There are several mechanisms as to how stress attributed to information systems (SAIS) and work aggression might be connected. First, stress in general has a negative impact on social relationships, which might lead to interpersonal conflict and aggression . Emotional exhaustion, a common consequence of stress , can lead to depersonalization, and subsequently, to negative behavioral changes toward patients and colleagues . Secondly, changing, difficult, and poorly functioning information systems may constitute an especially frustrative and stressful work-related stressor for physicians because it may hinder their work, create additional time-pressure, and interfere with patient interaction. Thus, SAIS is likely to arouse frustration and negative affect, which may create aggressive inclinations and aggressive behavior (frustration-aggression theory) . Thirdly, according to social learning theories , people acquire aggressive behaviors by observing others. Hence, the aggressive behavior of a stressed health care worker might get modeled by patients, relatives, or other healthcare workers. Moreover, the negative affect of a physician (e.g. anxiety, irritability, anger) might influence the mood of patients, relatives, and staff (emotional contagion) . This means that the negative affect of a physician might arouse negative affect in others. Indeed, it has been found that the mood of a healthcare worker is associated with the mood of patients  and other healthcare workers [29, 30].
Because workplace aggression is a major concern both for the wellbeing of physicians and quality of patient care, it is critical to understand risk factors that are associated with its occurrence.

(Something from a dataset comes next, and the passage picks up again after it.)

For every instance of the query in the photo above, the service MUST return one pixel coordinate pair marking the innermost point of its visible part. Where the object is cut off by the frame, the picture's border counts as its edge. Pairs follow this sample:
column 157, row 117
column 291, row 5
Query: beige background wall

Previous research has shown that stressful work characteristics increase the risk of workplace aggression, potentially by inducing frustration and negative affect. Information systems have been consistently recognized as a major stressful work characteristic for physicians. However, previous studies have not, to our knowledge, examined the association between SAIS and workplace aggression. Therefore, the current study examined the association between physicians’ SAIS and their experiences of workplace aggression (physical and non-physical) perpetrated both by patients and healthcare staff.
This study aims to answer the following main study question:
Are physicians who experience higher levels of SAIS more likely to encounter workplace aggression?
Based on the main study question, following questions were formed:
Is SAIS associated with non-physical and physical aggression?
Is SAIS associated with non-physical aggression perpetrated both by patients and relatives, and co-workers and superiors?